Fabio Ferzetti – Il Messaggero: Un film folle e lucidissimo, discontinuo e geniale, del quale si potrebbe parlare a lungo. Sperando che qualcuno avrà il coraggio di farlo uscire in Italia.

Stenio Solinas – il Giornale: Holy Motors è come un’opera d’arte contemporanea, dove le interpretazioni si moltiplicano in mancanza di senso (…) Il risultato è un film mitologico, nel senso della costruzione dei miti, e insieme fantastico, nel suo figurarsi altri mondi, esseri delle tenebre, esseri della luce, strumenti meccanici propri di un’epoca in cui tutti gli assoluti sono morti e si è ridotti a sacralizzare la materia, e insieme schiavi di un mondo sempre più virtuale (…) se volete andarlo a vedere, è a vostro rischio e pericolo. Però potrebbe anche piacervi.

Arianna Finos – la Repubblica: Il presidente di giuria Nanni Moretti in apertura del Festival dichiarava di sperare in film sorprendenti.
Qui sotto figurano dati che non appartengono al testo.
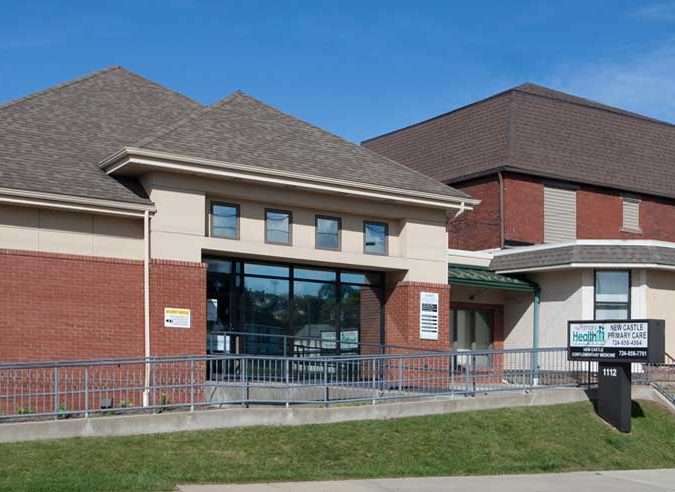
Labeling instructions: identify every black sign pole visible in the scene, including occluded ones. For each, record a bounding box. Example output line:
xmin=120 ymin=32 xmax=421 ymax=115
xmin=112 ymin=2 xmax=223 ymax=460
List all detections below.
xmin=567 ymin=319 xmax=665 ymax=432
xmin=598 ymin=362 xmax=632 ymax=432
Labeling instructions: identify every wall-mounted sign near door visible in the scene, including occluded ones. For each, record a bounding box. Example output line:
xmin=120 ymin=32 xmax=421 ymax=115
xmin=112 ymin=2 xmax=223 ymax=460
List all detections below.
xmin=567 ymin=319 xmax=666 ymax=432
xmin=420 ymin=292 xmax=438 ymax=340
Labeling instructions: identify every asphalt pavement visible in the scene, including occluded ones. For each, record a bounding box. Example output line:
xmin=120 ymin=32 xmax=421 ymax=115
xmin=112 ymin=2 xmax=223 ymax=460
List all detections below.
xmin=179 ymin=469 xmax=675 ymax=492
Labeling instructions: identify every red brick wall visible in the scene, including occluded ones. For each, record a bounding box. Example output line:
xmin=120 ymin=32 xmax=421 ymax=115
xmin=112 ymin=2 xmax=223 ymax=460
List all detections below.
xmin=448 ymin=173 xmax=675 ymax=250
xmin=504 ymin=174 xmax=544 ymax=244
xmin=0 ymin=250 xmax=206 ymax=361
xmin=577 ymin=187 xmax=675 ymax=241
xmin=150 ymin=260 xmax=206 ymax=355
xmin=0 ymin=250 xmax=143 ymax=361
xmin=448 ymin=174 xmax=501 ymax=251
xmin=385 ymin=282 xmax=450 ymax=350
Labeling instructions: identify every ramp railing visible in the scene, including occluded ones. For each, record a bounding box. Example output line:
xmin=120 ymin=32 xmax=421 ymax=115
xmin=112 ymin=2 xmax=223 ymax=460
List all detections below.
xmin=0 ymin=348 xmax=594 ymax=420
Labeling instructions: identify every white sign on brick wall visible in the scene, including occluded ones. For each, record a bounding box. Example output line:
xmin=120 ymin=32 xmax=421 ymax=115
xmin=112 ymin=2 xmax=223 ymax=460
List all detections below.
xmin=420 ymin=292 xmax=438 ymax=340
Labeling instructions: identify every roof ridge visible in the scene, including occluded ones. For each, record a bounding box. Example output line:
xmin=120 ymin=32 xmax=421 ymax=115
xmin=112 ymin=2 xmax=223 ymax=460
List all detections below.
xmin=509 ymin=82 xmax=675 ymax=126
xmin=237 ymin=91 xmax=469 ymax=197
xmin=0 ymin=65 xmax=121 ymax=109
xmin=117 ymin=66 xmax=204 ymax=107
xmin=361 ymin=84 xmax=524 ymax=144
xmin=131 ymin=91 xmax=243 ymax=148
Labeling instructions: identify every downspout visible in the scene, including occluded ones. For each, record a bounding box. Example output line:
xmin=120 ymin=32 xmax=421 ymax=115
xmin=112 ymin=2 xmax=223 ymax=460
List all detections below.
xmin=497 ymin=171 xmax=504 ymax=249
xmin=143 ymin=210 xmax=150 ymax=407
xmin=532 ymin=285 xmax=541 ymax=386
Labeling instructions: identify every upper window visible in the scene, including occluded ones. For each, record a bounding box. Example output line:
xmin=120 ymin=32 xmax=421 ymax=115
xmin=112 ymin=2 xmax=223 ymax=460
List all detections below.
xmin=544 ymin=186 xmax=577 ymax=243
xmin=595 ymin=270 xmax=630 ymax=321
xmin=363 ymin=222 xmax=387 ymax=255
xmin=316 ymin=215 xmax=340 ymax=250
xmin=622 ymin=196 xmax=642 ymax=232
xmin=211 ymin=202 xmax=239 ymax=239
xmin=265 ymin=209 xmax=293 ymax=244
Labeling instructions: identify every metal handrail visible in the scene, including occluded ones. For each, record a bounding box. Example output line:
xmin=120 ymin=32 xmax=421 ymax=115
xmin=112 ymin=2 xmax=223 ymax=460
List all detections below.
xmin=0 ymin=348 xmax=592 ymax=420
xmin=0 ymin=347 xmax=567 ymax=369
xmin=214 ymin=330 xmax=445 ymax=353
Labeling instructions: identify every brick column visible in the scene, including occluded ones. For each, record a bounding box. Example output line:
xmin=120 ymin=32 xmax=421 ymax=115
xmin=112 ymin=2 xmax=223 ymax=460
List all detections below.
xmin=150 ymin=260 xmax=206 ymax=355
xmin=385 ymin=281 xmax=450 ymax=351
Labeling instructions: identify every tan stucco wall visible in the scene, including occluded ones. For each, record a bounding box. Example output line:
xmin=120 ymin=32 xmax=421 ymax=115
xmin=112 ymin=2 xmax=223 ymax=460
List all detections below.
xmin=504 ymin=270 xmax=582 ymax=348
xmin=142 ymin=174 xmax=447 ymax=283
xmin=647 ymin=270 xmax=675 ymax=357
xmin=0 ymin=205 xmax=143 ymax=259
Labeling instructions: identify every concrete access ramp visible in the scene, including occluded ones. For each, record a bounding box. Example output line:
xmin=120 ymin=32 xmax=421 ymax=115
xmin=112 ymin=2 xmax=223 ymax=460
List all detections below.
xmin=0 ymin=386 xmax=675 ymax=443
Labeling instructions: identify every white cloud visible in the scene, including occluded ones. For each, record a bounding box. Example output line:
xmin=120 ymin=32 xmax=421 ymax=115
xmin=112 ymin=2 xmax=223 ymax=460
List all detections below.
xmin=633 ymin=2 xmax=675 ymax=21
xmin=542 ymin=43 xmax=675 ymax=122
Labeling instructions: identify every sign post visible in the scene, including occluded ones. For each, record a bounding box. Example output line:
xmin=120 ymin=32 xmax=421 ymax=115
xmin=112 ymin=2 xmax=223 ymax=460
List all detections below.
xmin=567 ymin=319 xmax=665 ymax=432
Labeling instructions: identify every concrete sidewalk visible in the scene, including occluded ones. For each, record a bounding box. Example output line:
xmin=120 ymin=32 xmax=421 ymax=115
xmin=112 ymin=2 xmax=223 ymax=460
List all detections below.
xmin=178 ymin=469 xmax=675 ymax=492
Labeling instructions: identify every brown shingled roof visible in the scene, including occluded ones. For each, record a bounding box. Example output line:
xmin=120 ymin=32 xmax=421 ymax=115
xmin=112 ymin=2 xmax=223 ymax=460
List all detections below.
xmin=0 ymin=67 xmax=202 ymax=203
xmin=136 ymin=92 xmax=469 ymax=199
xmin=363 ymin=84 xmax=675 ymax=198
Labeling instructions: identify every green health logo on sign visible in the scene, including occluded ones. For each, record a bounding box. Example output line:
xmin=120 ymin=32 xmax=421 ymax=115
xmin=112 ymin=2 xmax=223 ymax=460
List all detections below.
xmin=567 ymin=320 xmax=663 ymax=362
Lo accontenta Holy motors di Leo Carax, già definito dal direttore Thierry Fremaux «il film più folle di Cannes», che ha suscitato l’applauso più convinto dei critici in sala, anche se poi i giudizi si sono divisi. Ad accompagnare regista e attore protagonista, l’ottimo Denis Lavant, è arrivata la popstar australiana Kylie Minogue, che recita e canta nel film. È la storia di Oscar, uomo che vive dieci vite: dapprima è un uomo d’affari che attraversa la città dentro una lunghissima limousine. Ha nove appuntamenti, che sono altrettante identità, ma anche generi cinematografici. Oscar assume sembianze diverse grazie a trucco e protesi. Una mendicante da strada, un omino con la tuta del “motion capture” che combatte e fa l’amore virtuale davanti al green screen. Poi un assassino la cui vittima scopre essere il suo doppio, un padre che rimprovera la figlia dopo una festa, l’assassino mascherato e no global di un banchiere. Non bastasse compaiono macchine parlanti e una moglie (con prole) scimmiesca. Tra i personaggi più divertenti Monsieur Merde, una sorta di mister Hide, un uomo bestiale, rosso di capelli e di verde vestito che attraversa le fogne piomba su un set di moda, rompe tutto stacca le dita a una zelante assistente del fotografo (una di quelle moleste che mimano le virgolette con le dita) e porta via con sé la modella Eva Mendes, che più tardi lo consolerà mentre dorme. Kylie Minogue interpreta una donna che, come Oscar (e forse come tutti noi) percorre la città e indossa le sue maschere per i diversi appuntamenti. Le due limousine entrano in collisione e i due ex innamorati si rincontrano. Lei canta una canzone d’addio, dice che pensa al suicidio e si esibisce in un bel numero da musical.